In de jaren zestig en zeventig verkende Verhagen zijn mogelijkheden: hij bouwde gebalde reeksen van gedichten in Sterren cirkels bellen (1968), ontpopte zich als een lyrisch dichter in Duizend zonsondergangen (1971). Niet iedereen was even enthousiast. Maar dat men in de vroege loftuitingen over Verhagen wel eens over een dip in zijn werk kon horen spreken, toont alleen hoe hoog de pieken rondom dat vermeende dal moeten zijn geweest. Wie risico’s durft te nemen, kan op zijn bek gaan.
In de eenentwintigste eeuw stond Verhagen er weer. Dat hij definitief een nieuw elan had gevonden werd duidelijk in Triomfantelijke wandelingen (2000) en Moeder is een rover (2004). Toegankelijke maar onrustwekkende gedichten, ironisch en ontroerend tegelijk, over de weerloosheid waaraan de mens is overgeleverd. De laatste cyclus van de laatstgenoemde bundel, Heldenlevens, begint als volgt:
Dat niemand weet waar of we ons bevinden
en waarom we hier gekomen zijn
wordt angstvallig stilgezwegen voor de kinderen
Die verklappen niets van ons geheim
Verhagens poëzie is vol en veel.

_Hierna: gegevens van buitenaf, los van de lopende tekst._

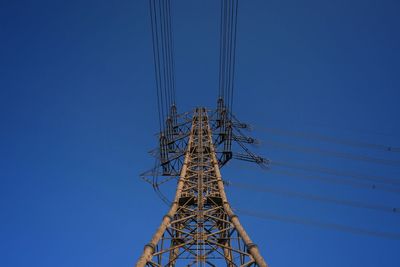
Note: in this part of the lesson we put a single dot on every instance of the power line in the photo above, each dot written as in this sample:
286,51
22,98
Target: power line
355,204
330,139
379,179
331,226
333,153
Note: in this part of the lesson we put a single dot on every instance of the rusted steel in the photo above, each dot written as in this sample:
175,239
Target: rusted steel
200,227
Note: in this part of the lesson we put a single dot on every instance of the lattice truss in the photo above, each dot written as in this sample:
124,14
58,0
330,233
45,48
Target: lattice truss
200,229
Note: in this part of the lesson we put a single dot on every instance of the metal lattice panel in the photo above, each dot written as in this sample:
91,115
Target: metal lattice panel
200,228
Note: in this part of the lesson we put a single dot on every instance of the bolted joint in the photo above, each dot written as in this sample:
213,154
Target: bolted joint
234,216
151,246
250,246
168,216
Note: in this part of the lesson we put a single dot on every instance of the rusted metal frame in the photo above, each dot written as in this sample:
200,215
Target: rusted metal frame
216,218
154,264
251,262
223,255
253,249
183,219
218,232
229,247
149,249
183,251
174,247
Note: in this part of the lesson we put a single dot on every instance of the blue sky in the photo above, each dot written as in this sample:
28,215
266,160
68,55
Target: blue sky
78,115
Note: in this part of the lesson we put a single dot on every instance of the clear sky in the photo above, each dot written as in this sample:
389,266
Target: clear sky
78,115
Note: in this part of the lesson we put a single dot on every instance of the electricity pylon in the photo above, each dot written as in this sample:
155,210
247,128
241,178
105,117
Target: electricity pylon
200,228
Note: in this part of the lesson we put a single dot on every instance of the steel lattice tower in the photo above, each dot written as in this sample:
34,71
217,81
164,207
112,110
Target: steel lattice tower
200,228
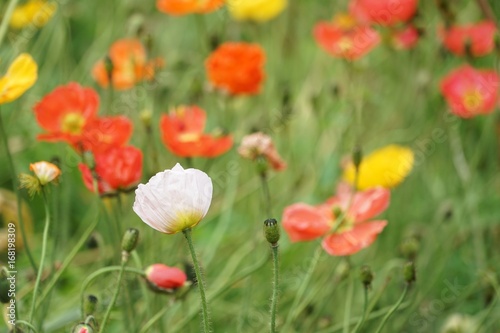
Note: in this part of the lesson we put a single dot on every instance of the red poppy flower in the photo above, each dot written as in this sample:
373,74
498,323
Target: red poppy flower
236,67
183,7
103,133
345,38
406,38
478,38
383,12
129,65
65,111
118,168
470,92
163,277
182,132
354,232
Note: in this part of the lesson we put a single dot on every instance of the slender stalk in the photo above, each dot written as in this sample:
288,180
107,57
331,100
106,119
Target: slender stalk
115,294
42,259
6,19
274,300
348,304
365,312
3,134
200,283
394,308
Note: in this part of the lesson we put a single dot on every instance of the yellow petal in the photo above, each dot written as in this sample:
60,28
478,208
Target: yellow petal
386,167
20,76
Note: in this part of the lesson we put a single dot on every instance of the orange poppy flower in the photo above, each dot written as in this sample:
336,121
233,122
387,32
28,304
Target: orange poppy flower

Zijn verzen tonen ongeduld, haast en gretigheid tegenover het leven, maar net zo zeer woede en verlorenheid, als geen ander bieden ze ‘de ruimte van het volledig leven’. En daar hoort zelfs ’waarheid’ bij, omdat de poëzie – zo zegt de dichter zelf – ons met de waarheid kan confronteren, ’al is het maar de waarheid dat er geen absolute waarheid is, geen houvast, geen zekerheid’.
Wie schoonheid vrij wil maken
moet eerst z’n naakte waarheid grondig reinigen
van aangekleefd humaan.
(Uit Moeder is een rover)
Er is van Verhagen wel gezegd dat hij als een kameleon door de letteren schiet, maar aan een gedachte uit zijn beginperiode is hij onvoorwaardelijk trouw gebleven: alles in de wereld heeft hetzelfde recht op ‘poetry emotion’. En zo blijft dat wat hem in zijn beginperiode nieuw maakte, ook nu nog steeds zijn eigenheid bepalen. Zijn dichterschap staat niet in dienst van principes, maar put voortdurend uit de complexe werkelijkheid.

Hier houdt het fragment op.